2020年7月9日木曜日


119-20200709(新型コロナ対応「労働条件の変更(就業時間の繰上げ・繰下げ)」解説

これから数回にわたって、新型コロナウイルスの影響により従来の労働条件を変更せざるを得なくなった場合の対応について解説します。

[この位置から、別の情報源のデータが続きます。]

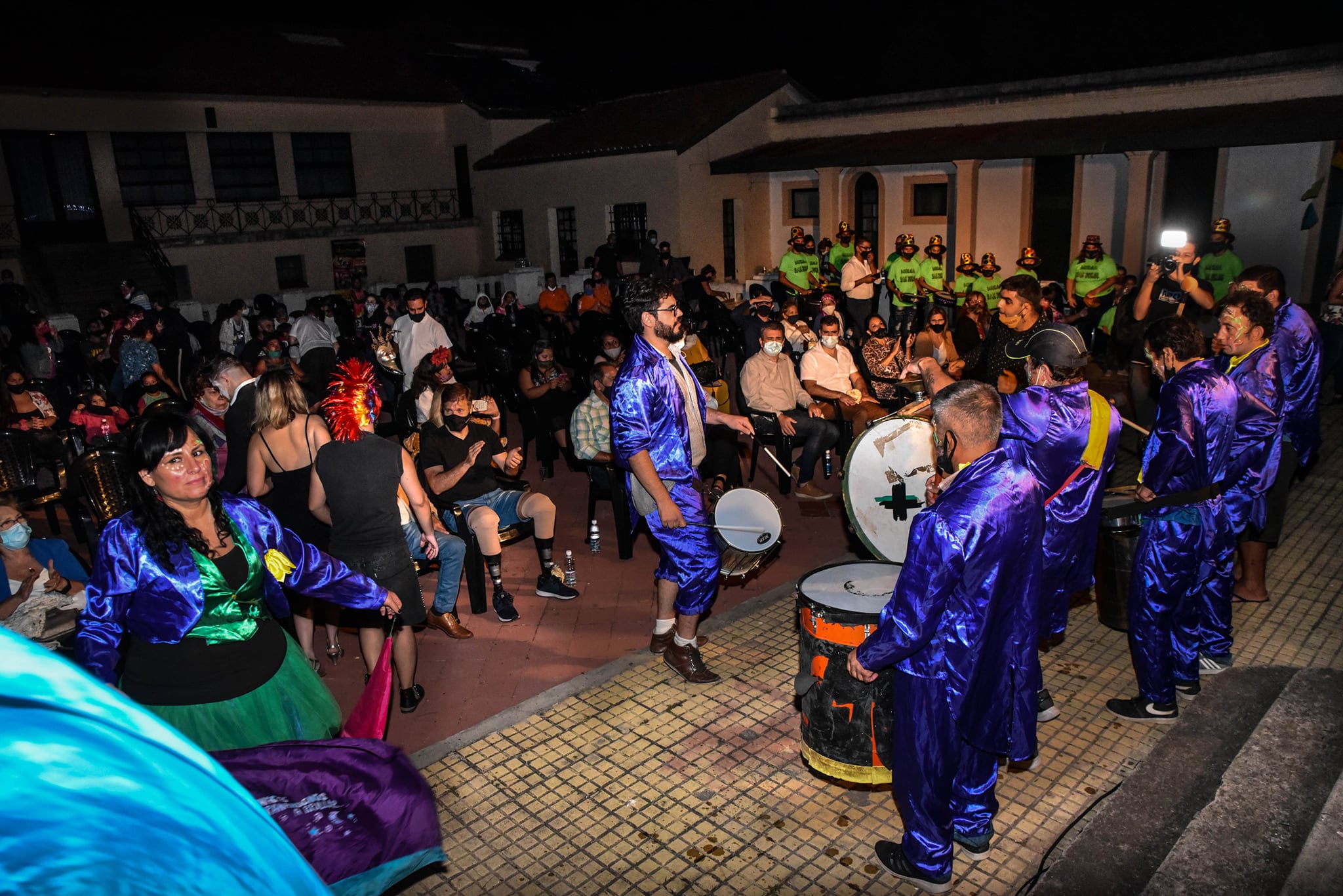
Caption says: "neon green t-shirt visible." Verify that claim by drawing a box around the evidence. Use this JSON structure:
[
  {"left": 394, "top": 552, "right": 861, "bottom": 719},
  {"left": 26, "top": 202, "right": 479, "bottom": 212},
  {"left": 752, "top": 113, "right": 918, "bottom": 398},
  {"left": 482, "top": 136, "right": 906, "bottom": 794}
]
[
  {"left": 919, "top": 255, "right": 947, "bottom": 293},
  {"left": 971, "top": 274, "right": 1003, "bottom": 310},
  {"left": 1198, "top": 248, "right": 1245, "bottom": 301},
  {"left": 779, "top": 248, "right": 814, "bottom": 292},
  {"left": 830, "top": 243, "right": 857, "bottom": 273},
  {"left": 1068, "top": 255, "right": 1119, "bottom": 298}
]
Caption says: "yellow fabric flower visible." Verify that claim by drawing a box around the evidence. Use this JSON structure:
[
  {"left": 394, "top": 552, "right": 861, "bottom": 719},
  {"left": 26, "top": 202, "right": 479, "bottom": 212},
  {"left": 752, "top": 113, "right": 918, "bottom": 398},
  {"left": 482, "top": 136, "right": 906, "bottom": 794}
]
[{"left": 263, "top": 548, "right": 296, "bottom": 583}]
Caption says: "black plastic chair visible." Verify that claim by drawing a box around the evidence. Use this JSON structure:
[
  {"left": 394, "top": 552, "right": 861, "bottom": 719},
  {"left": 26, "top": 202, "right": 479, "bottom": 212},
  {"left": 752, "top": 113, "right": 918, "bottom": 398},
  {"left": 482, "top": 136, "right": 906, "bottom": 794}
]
[{"left": 584, "top": 463, "right": 634, "bottom": 560}]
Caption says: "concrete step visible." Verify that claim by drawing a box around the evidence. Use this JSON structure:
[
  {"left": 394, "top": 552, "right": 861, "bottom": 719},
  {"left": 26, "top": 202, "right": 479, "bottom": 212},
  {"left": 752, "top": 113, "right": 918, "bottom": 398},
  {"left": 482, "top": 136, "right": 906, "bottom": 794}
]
[
  {"left": 1032, "top": 667, "right": 1297, "bottom": 896},
  {"left": 1143, "top": 669, "right": 1343, "bottom": 896},
  {"left": 1279, "top": 775, "right": 1343, "bottom": 896}
]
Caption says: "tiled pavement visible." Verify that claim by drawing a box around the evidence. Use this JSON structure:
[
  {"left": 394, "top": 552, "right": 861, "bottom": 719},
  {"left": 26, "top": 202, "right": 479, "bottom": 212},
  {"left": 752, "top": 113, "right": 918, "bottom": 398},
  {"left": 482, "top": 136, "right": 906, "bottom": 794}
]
[{"left": 392, "top": 408, "right": 1343, "bottom": 895}]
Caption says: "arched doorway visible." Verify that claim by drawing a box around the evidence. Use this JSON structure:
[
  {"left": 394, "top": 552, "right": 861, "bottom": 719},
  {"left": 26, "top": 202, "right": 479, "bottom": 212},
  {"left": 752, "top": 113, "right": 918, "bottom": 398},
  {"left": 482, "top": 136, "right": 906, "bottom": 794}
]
[{"left": 852, "top": 172, "right": 881, "bottom": 247}]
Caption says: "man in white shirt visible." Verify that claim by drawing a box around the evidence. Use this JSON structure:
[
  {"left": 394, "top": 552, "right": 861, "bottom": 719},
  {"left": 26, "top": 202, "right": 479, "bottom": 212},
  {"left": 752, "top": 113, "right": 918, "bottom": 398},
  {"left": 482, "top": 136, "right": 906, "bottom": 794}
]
[
  {"left": 741, "top": 321, "right": 839, "bottom": 501},
  {"left": 392, "top": 289, "right": 452, "bottom": 388},
  {"left": 839, "top": 238, "right": 881, "bottom": 332},
  {"left": 802, "top": 315, "right": 887, "bottom": 435}
]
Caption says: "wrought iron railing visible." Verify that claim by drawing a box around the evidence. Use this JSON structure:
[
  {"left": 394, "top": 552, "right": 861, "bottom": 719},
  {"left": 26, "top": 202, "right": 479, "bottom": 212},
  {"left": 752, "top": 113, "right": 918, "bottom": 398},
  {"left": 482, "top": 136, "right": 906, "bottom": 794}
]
[{"left": 132, "top": 188, "right": 472, "bottom": 239}]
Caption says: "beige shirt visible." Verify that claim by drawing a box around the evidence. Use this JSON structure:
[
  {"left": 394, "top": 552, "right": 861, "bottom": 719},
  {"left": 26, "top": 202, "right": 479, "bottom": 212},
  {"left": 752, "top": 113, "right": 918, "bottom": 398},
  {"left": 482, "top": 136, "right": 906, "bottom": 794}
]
[{"left": 741, "top": 352, "right": 811, "bottom": 414}]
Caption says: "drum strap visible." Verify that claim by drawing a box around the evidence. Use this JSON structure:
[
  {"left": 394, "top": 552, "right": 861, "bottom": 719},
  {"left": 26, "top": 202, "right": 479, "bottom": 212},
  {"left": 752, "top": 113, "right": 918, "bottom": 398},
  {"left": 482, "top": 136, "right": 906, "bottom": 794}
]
[{"left": 1045, "top": 389, "right": 1115, "bottom": 504}]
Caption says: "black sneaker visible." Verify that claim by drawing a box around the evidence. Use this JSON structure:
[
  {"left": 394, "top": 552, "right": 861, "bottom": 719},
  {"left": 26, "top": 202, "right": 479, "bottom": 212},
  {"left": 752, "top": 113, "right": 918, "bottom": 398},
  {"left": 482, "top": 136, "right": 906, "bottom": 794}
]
[
  {"left": 494, "top": 589, "right": 520, "bottom": 622},
  {"left": 1106, "top": 697, "right": 1179, "bottom": 724},
  {"left": 875, "top": 840, "right": 951, "bottom": 893},
  {"left": 536, "top": 572, "right": 579, "bottom": 600},
  {"left": 1035, "top": 688, "right": 1058, "bottom": 722},
  {"left": 401, "top": 685, "right": 424, "bottom": 712},
  {"left": 951, "top": 827, "right": 994, "bottom": 863},
  {"left": 1175, "top": 678, "right": 1203, "bottom": 700}
]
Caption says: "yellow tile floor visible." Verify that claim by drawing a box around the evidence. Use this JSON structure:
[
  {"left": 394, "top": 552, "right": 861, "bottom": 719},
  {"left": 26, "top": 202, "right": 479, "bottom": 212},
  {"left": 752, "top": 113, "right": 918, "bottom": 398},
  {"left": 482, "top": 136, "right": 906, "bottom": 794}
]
[{"left": 403, "top": 419, "right": 1343, "bottom": 896}]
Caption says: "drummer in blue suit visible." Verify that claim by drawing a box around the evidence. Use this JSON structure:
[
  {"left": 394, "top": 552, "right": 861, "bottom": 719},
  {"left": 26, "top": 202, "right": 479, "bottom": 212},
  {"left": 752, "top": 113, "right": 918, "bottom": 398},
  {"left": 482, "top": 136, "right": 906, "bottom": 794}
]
[{"left": 849, "top": 381, "right": 1043, "bottom": 893}]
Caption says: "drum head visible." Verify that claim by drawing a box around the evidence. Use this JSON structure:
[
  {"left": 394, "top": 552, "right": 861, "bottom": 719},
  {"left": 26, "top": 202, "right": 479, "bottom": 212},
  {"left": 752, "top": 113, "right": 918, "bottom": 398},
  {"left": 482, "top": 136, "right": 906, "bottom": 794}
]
[
  {"left": 798, "top": 560, "right": 900, "bottom": 617},
  {"left": 843, "top": 415, "right": 938, "bottom": 563},
  {"left": 713, "top": 489, "right": 783, "bottom": 553}
]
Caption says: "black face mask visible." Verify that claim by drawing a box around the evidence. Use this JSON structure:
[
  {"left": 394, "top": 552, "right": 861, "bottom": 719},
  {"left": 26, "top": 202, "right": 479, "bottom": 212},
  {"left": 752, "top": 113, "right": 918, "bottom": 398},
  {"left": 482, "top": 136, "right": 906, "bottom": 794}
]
[{"left": 938, "top": 430, "right": 956, "bottom": 476}]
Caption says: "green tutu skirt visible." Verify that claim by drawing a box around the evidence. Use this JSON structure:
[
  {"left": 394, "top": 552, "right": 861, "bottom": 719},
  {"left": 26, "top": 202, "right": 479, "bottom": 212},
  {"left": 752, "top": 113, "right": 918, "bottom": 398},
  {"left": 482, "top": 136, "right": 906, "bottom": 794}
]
[{"left": 145, "top": 635, "right": 340, "bottom": 751}]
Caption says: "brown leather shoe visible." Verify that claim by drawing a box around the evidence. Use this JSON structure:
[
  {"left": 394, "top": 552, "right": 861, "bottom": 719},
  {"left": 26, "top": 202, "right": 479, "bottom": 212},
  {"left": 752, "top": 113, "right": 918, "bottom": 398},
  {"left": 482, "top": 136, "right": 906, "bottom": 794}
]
[
  {"left": 662, "top": 641, "right": 723, "bottom": 685},
  {"left": 649, "top": 629, "right": 709, "bottom": 653},
  {"left": 424, "top": 610, "right": 475, "bottom": 638}
]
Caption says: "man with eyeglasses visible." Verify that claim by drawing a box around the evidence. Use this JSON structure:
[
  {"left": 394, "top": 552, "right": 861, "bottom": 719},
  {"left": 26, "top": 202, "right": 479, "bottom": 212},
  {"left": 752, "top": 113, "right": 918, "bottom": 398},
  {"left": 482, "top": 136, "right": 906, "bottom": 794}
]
[{"left": 611, "top": 279, "right": 755, "bottom": 684}]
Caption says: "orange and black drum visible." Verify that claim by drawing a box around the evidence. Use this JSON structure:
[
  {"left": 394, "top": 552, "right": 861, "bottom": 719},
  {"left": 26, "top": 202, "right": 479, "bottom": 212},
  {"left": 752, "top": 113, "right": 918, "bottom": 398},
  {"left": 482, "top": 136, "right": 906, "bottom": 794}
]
[{"left": 796, "top": 560, "right": 900, "bottom": 783}]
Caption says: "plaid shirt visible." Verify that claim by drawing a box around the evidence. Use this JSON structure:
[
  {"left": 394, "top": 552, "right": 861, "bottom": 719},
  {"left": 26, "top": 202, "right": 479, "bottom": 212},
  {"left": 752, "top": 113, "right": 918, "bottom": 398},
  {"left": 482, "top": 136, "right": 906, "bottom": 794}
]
[{"left": 569, "top": 392, "right": 611, "bottom": 461}]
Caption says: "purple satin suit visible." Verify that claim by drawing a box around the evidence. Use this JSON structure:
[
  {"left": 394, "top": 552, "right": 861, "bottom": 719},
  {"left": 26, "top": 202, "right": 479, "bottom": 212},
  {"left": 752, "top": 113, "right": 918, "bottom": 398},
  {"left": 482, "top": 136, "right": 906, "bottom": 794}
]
[
  {"left": 1128, "top": 362, "right": 1237, "bottom": 704},
  {"left": 858, "top": 447, "right": 1043, "bottom": 876},
  {"left": 611, "top": 336, "right": 720, "bottom": 615}
]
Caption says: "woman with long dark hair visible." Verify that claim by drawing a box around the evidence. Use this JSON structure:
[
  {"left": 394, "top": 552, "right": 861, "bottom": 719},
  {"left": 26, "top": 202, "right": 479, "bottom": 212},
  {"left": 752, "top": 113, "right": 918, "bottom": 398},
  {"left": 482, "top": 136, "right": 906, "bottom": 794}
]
[{"left": 77, "top": 414, "right": 401, "bottom": 750}]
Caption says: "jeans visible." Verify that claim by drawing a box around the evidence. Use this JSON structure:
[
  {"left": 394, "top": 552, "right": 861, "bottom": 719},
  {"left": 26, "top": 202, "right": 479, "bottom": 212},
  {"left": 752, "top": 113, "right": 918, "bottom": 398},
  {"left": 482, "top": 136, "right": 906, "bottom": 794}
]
[
  {"left": 401, "top": 520, "right": 466, "bottom": 615},
  {"left": 784, "top": 410, "right": 839, "bottom": 485}
]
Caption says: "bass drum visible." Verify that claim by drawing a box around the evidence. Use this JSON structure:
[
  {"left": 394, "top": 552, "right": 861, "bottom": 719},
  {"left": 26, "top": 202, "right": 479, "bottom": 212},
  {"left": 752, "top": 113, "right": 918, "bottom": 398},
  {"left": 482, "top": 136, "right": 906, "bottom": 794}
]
[
  {"left": 843, "top": 414, "right": 938, "bottom": 566},
  {"left": 795, "top": 560, "right": 900, "bottom": 785}
]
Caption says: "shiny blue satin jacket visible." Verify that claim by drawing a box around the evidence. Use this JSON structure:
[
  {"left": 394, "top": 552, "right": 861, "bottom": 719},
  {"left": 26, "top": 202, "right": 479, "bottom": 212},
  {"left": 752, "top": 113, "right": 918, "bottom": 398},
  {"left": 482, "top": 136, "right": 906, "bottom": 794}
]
[
  {"left": 1269, "top": 298, "right": 1321, "bottom": 466},
  {"left": 75, "top": 493, "right": 387, "bottom": 684},
  {"left": 858, "top": 447, "right": 1045, "bottom": 754},
  {"left": 1142, "top": 361, "right": 1238, "bottom": 526},
  {"left": 1001, "top": 381, "right": 1121, "bottom": 594},
  {"left": 1199, "top": 343, "right": 1285, "bottom": 532},
  {"left": 611, "top": 336, "right": 705, "bottom": 497}
]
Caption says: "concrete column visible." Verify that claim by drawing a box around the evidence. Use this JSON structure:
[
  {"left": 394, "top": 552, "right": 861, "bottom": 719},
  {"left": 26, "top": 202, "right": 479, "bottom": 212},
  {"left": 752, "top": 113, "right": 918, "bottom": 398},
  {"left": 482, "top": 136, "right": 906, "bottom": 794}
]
[
  {"left": 816, "top": 168, "right": 841, "bottom": 243},
  {"left": 1124, "top": 149, "right": 1156, "bottom": 273},
  {"left": 947, "top": 159, "right": 984, "bottom": 263}
]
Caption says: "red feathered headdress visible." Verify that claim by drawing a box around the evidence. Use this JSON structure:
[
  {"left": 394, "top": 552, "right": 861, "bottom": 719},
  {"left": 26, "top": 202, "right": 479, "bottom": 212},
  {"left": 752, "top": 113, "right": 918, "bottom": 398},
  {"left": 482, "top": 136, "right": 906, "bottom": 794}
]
[{"left": 323, "top": 357, "right": 383, "bottom": 442}]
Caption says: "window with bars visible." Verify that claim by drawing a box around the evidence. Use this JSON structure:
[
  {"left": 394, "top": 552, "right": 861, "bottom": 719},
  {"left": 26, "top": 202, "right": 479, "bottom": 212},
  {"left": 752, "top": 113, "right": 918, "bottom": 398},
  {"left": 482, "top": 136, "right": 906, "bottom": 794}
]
[
  {"left": 610, "top": 203, "right": 649, "bottom": 262},
  {"left": 723, "top": 199, "right": 737, "bottom": 279},
  {"left": 494, "top": 208, "right": 527, "bottom": 261},
  {"left": 207, "top": 133, "right": 279, "bottom": 203},
  {"left": 555, "top": 206, "right": 579, "bottom": 277},
  {"left": 290, "top": 133, "right": 355, "bottom": 199},
  {"left": 111, "top": 133, "right": 196, "bottom": 206}
]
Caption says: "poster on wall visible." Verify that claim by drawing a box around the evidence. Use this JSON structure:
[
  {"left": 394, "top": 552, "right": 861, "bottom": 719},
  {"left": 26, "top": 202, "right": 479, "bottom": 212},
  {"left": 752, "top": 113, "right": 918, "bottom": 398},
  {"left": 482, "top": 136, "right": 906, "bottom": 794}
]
[{"left": 332, "top": 239, "right": 368, "bottom": 290}]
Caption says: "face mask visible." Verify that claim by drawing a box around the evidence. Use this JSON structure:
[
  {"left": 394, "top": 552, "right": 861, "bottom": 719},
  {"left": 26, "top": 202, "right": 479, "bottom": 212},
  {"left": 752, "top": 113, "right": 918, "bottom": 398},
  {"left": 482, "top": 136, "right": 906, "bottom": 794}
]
[
  {"left": 938, "top": 430, "right": 956, "bottom": 476},
  {"left": 0, "top": 520, "right": 32, "bottom": 551}
]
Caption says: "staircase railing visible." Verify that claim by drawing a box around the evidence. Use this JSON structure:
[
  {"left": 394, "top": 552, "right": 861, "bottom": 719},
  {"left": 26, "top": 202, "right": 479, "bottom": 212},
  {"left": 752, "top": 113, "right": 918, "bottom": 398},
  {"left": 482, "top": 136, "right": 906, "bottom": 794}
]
[{"left": 127, "top": 208, "right": 177, "bottom": 298}]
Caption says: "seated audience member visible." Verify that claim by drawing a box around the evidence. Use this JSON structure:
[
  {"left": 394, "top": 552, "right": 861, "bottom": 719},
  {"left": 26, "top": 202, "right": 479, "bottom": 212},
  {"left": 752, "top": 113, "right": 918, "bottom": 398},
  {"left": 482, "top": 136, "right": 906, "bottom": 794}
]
[
  {"left": 741, "top": 322, "right": 839, "bottom": 499},
  {"left": 70, "top": 388, "right": 130, "bottom": 447},
  {"left": 802, "top": 317, "right": 887, "bottom": 434},
  {"left": 187, "top": 371, "right": 228, "bottom": 482},
  {"left": 415, "top": 383, "right": 579, "bottom": 622},
  {"left": 0, "top": 494, "right": 89, "bottom": 638},
  {"left": 862, "top": 315, "right": 909, "bottom": 402},
  {"left": 569, "top": 360, "right": 619, "bottom": 489},
  {"left": 913, "top": 307, "right": 960, "bottom": 370}
]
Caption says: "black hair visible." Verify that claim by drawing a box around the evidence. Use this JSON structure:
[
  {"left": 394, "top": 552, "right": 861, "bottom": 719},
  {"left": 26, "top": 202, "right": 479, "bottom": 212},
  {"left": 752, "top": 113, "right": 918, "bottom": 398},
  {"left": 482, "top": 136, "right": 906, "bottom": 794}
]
[{"left": 128, "top": 412, "right": 230, "bottom": 564}]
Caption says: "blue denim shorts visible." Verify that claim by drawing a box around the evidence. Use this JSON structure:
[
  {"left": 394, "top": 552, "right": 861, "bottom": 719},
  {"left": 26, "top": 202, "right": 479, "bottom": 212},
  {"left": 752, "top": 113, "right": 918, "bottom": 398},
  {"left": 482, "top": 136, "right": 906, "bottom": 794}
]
[{"left": 443, "top": 489, "right": 527, "bottom": 535}]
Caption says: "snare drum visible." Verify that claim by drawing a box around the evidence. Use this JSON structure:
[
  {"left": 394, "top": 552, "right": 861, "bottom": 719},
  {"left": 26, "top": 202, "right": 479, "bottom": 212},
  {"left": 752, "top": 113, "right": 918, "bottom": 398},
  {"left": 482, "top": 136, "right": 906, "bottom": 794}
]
[
  {"left": 712, "top": 489, "right": 783, "bottom": 579},
  {"left": 796, "top": 560, "right": 900, "bottom": 783},
  {"left": 843, "top": 414, "right": 938, "bottom": 563}
]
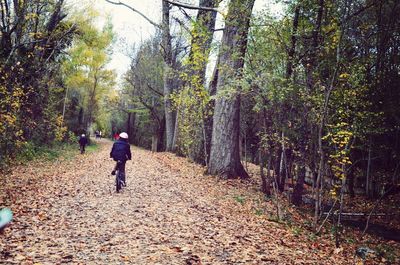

今回は、公共交通機関を利用して通勤する従業員が新型コロナウイルスに感染するのを防止するために、臨時的に就業時間を繰上げる(早くする)又は繰下げる(遅くする)場合について解説します。

1 始業時刻が9時、終業時刻が18時で、休憩時間が1時間(実労働時間8時間)の歯科医院で、実労働時間と休憩時間帯は変えずに、始業時刻を10時00分、終業時刻を19時00分に変更する場合について考えてみましょう。
労働基準法は、労働時間を繰上げ又は繰下げる場合について何も規定していません。
行政解釈では、「交通機関の早朝ストライキ等1日のうち一部の時間帯のストライキによる交通事情等のため、始業・終業時刻を繰下げ、繰上げることは、実働8時間の範囲内である限り時間外労働の問題は生じない」とか、停電等で一時業務を中断して自由に休憩させ、送電回復後に休憩させた時間ぶんだけ終業時刻を繰下げた場合について、「労働時間が通算して1日8時間又は週の法定労働時間以内の場合には割増賃金の支給を要しない」としています。
このように、医院が1週40時間、1日8時間を超えない範囲で就業時間を臨時的に繰上げ又は繰下げることは、労働基準法に違反するものではありません。

次回も引続き「就業時間の繰上げ・繰り下げ」について解説します。